Dr. Steven Covey has identified seven habits that are common to successful, happy people — and investing in wellness and renewal is a foundational one. So here are some ways to “sharpen your saw.”

Intentional integration

As much as we try to compartmentalize our lives, our wellness comes from integration: our physical health affects our mental health, our spiritual strength affects our social and emotional health, and so on. Taking time to focus on one aspect of ourselves can lead to wellness in others.

The approach here is not groundbreaking — we already know the kinds of things we can do to become healthier in each dimension. For the body, work on exercise, nutrition, rest, and stress management. For the heart, improve our relationships by connecting in meaningful ways. For the mind, read, write, learn, and study to keep our mental acuity up. And for the spirit, pray, read inspirational literature, meditate, and reconnect with nature.

If you’ve heard it all before, now’s the time to get intentional about making a plan. Focus in on one area that needs help, or take steps to attend to all of these dimensions.

Sit down to assess yourself and think about what areas would bring more balance and health to your life. Maybe you’re in top physical shape, but your friendships are a mess and you’re drowning in loneliness. Or perhaps everything is clicking in your life, but you are wondering about purpose and need to feel more connected to God.

The conditions of your life are always changing, so regular introspection will help you stay attuned to what you need in each area.

A long-term investment

At its core, developing a habit around self-care and wellness as a way to “sharpen your saw” depends upon discipline and personal accountability. Taking time at the beginning of each week to put this habit first can make the rest of your week feel more manageable, just like a sharpened saw will cut down the tree faster. It’s about consistently doing the work ahead of time to reap the benefits later.

This sort of investment falls in the category of tasks that are important, but not urgent. Not attending to renewal and wellness in a given day won’t ruin anything — and might even mean we get 15 or 30 minutes back. But if we continually put off self-improvement and wellness for later, we may find ourselves suffering the consequences at the worst times in our lives.

Working on yourself and planning out your week is important, but not ever urgent — until it is.

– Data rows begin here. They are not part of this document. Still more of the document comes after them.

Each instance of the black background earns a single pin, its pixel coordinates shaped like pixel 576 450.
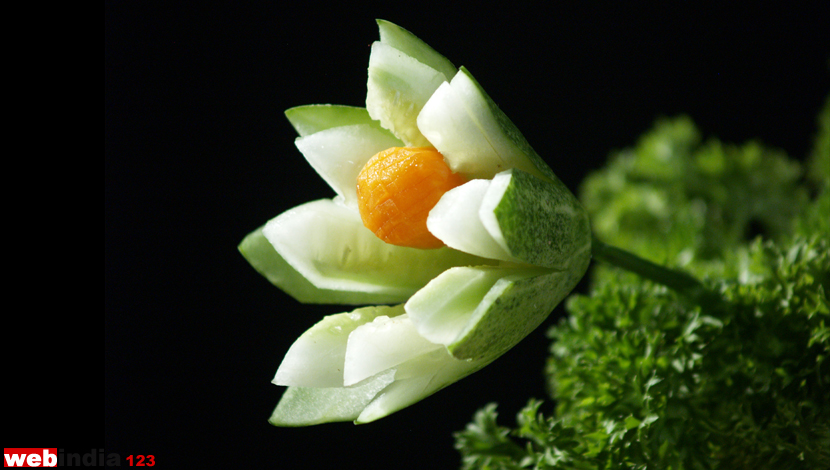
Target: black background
pixel 198 153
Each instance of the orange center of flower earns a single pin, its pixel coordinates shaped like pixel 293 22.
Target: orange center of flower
pixel 396 190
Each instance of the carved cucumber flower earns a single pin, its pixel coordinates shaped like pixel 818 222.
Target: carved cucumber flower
pixel 445 218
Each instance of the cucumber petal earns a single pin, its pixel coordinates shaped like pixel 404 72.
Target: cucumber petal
pixel 327 244
pixel 316 358
pixel 474 135
pixel 397 89
pixel 305 406
pixel 382 344
pixel 441 310
pixel 416 380
pixel 319 117
pixel 541 222
pixel 481 312
pixel 411 45
pixel 455 220
pixel 264 258
pixel 338 154
pixel 511 310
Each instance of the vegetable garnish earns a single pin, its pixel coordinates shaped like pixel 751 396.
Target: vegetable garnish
pixel 396 190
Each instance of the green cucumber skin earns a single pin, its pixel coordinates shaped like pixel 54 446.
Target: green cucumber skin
pixel 542 221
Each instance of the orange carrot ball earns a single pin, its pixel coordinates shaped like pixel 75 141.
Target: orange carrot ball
pixel 396 190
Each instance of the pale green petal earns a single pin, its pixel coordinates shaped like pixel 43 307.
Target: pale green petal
pixel 397 89
pixel 327 243
pixel 319 117
pixel 481 312
pixel 416 380
pixel 511 310
pixel 541 222
pixel 474 135
pixel 455 220
pixel 265 259
pixel 443 308
pixel 305 406
pixel 414 47
pixel 382 344
pixel 338 154
pixel 316 358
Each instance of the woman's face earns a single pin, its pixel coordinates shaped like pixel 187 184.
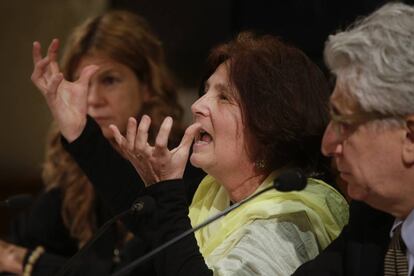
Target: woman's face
pixel 220 147
pixel 115 93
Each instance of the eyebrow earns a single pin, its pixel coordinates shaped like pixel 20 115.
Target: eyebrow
pixel 222 88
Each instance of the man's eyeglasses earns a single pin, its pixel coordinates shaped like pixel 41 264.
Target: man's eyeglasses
pixel 346 124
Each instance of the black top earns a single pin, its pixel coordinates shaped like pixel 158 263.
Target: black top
pixel 119 188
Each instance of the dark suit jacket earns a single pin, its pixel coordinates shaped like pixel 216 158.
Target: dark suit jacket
pixel 359 249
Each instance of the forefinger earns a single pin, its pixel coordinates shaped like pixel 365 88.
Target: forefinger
pixel 161 142
pixel 36 52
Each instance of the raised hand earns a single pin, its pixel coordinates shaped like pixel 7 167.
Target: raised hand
pixel 154 163
pixel 67 101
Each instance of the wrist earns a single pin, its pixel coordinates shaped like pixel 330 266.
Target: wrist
pixel 71 134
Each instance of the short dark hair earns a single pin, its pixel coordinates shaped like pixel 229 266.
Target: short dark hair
pixel 283 97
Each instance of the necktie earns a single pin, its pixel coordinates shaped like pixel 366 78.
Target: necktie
pixel 395 262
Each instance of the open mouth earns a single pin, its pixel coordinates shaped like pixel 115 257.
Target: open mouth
pixel 203 137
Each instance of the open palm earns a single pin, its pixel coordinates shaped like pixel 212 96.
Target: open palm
pixel 66 100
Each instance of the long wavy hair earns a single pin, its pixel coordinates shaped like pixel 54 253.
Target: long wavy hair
pixel 125 38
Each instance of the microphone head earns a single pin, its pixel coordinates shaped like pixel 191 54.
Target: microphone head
pixel 290 180
pixel 143 205
pixel 18 201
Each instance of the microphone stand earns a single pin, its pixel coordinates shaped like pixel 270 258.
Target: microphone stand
pixel 136 207
pixel 290 180
pixel 150 254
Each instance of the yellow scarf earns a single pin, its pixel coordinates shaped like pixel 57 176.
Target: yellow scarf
pixel 326 209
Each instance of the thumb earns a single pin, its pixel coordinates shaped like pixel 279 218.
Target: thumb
pixel 189 135
pixel 87 73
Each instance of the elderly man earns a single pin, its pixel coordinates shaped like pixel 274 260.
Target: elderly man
pixel 371 138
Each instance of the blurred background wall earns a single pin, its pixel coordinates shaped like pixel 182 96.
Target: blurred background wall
pixel 188 30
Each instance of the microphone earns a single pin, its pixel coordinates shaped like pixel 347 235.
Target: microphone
pixel 143 205
pixel 17 201
pixel 289 180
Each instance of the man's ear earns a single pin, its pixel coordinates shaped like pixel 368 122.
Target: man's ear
pixel 408 146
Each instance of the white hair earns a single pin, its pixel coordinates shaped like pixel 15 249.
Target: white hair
pixel 374 59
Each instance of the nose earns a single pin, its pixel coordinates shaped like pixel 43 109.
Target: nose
pixel 331 142
pixel 200 106
pixel 94 97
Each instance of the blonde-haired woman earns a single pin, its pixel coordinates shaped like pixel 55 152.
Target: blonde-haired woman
pixel 132 80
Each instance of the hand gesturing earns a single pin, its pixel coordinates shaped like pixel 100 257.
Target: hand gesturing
pixel 66 100
pixel 154 163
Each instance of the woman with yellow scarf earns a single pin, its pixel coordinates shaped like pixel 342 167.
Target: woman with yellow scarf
pixel 263 109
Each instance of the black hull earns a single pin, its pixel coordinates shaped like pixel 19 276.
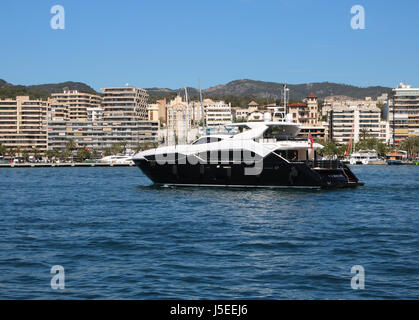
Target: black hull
pixel 275 173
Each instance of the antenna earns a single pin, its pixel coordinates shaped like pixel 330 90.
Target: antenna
pixel 202 107
pixel 187 117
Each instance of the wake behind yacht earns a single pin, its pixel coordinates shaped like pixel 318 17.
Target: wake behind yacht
pixel 364 157
pixel 261 154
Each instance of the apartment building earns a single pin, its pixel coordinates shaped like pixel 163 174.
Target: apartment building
pixel 346 120
pixel 404 113
pixel 124 104
pixel 179 116
pixel 77 103
pixel 217 113
pixel 98 135
pixel 307 113
pixel 57 111
pixel 23 124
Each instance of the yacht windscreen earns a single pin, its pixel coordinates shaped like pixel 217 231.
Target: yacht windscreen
pixel 275 132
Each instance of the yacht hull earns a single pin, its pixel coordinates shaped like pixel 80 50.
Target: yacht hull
pixel 274 172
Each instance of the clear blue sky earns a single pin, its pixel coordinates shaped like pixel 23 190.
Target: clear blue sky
pixel 173 43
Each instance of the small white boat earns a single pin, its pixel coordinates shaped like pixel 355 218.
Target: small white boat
pixel 121 159
pixel 364 157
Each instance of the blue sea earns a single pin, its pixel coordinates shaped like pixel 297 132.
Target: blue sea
pixel 118 237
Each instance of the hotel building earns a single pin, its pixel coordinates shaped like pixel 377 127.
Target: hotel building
pixel 77 103
pixel 404 113
pixel 352 118
pixel 217 113
pixel 23 124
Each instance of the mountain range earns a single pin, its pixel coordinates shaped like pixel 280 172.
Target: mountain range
pixel 273 90
pixel 238 88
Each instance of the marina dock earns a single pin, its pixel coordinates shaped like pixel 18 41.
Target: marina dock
pixel 63 165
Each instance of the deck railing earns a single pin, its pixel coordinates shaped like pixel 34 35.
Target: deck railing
pixel 325 164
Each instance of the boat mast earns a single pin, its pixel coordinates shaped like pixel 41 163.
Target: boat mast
pixel 187 116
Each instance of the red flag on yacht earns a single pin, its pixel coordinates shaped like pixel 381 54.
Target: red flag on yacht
pixel 310 137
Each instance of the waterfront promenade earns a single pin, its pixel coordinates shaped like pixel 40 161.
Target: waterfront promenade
pixel 63 165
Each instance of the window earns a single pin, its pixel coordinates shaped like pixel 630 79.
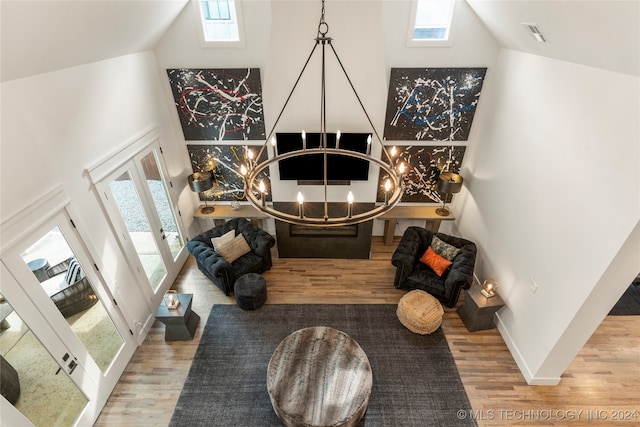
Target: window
pixel 431 23
pixel 220 22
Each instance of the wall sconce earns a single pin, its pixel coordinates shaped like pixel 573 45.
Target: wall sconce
pixel 200 182
pixel 448 183
pixel 489 288
pixel 171 300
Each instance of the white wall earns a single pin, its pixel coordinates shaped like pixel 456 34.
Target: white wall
pixel 553 196
pixel 54 125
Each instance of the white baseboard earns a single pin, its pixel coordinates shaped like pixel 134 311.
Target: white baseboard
pixel 529 377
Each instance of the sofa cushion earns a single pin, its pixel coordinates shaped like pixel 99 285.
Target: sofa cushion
pixel 437 263
pixel 216 242
pixel 234 249
pixel 444 249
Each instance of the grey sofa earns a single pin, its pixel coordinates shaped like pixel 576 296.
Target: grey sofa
pixel 217 269
pixel 413 274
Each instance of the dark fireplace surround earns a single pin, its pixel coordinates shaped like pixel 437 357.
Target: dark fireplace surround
pixel 298 241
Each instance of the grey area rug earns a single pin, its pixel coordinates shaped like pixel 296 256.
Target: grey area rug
pixel 415 380
pixel 629 302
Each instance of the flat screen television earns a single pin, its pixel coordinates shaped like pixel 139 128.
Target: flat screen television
pixel 309 167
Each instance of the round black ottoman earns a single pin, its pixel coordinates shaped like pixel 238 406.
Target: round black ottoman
pixel 251 291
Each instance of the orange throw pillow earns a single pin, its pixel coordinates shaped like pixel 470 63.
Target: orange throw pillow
pixel 435 261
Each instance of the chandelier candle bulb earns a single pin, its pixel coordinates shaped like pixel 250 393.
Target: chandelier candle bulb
pixel 300 205
pixel 250 157
pixel 262 189
pixel 387 187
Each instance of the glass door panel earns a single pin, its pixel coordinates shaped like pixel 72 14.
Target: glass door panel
pixel 63 278
pixel 135 220
pixel 162 203
pixel 31 379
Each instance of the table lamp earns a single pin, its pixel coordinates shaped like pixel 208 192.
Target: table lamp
pixel 200 182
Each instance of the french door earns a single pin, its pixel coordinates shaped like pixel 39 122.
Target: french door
pixel 61 337
pixel 135 194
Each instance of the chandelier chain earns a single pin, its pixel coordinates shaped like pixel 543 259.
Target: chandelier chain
pixel 323 27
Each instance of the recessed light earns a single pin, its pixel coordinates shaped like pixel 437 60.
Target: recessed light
pixel 535 32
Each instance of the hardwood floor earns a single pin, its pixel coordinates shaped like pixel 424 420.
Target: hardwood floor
pixel 602 382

Building a habit to develop integrated wellness encourages us to find balance in our busy lives. We must take time to seek renewal because we know the painful alternative: burnout.

Dr. Covey explains that “sharpening the saw” with intentional care for every aspect of our lives can lead to an upward spiral. The more we see our lives changing with intentional habits, the more we commit to them and seek more improvement. The cycle continues upward and we slowly get to a point where our efforts are less about finding a way to heal a broken part of our lives and more about maintaining a level of wholeness.

Attending to our overall well-being is the most important thing we can do to improve ourselves. Developing this habit affects everything else. It’s a long-term investment that will transform our personal and professional lives.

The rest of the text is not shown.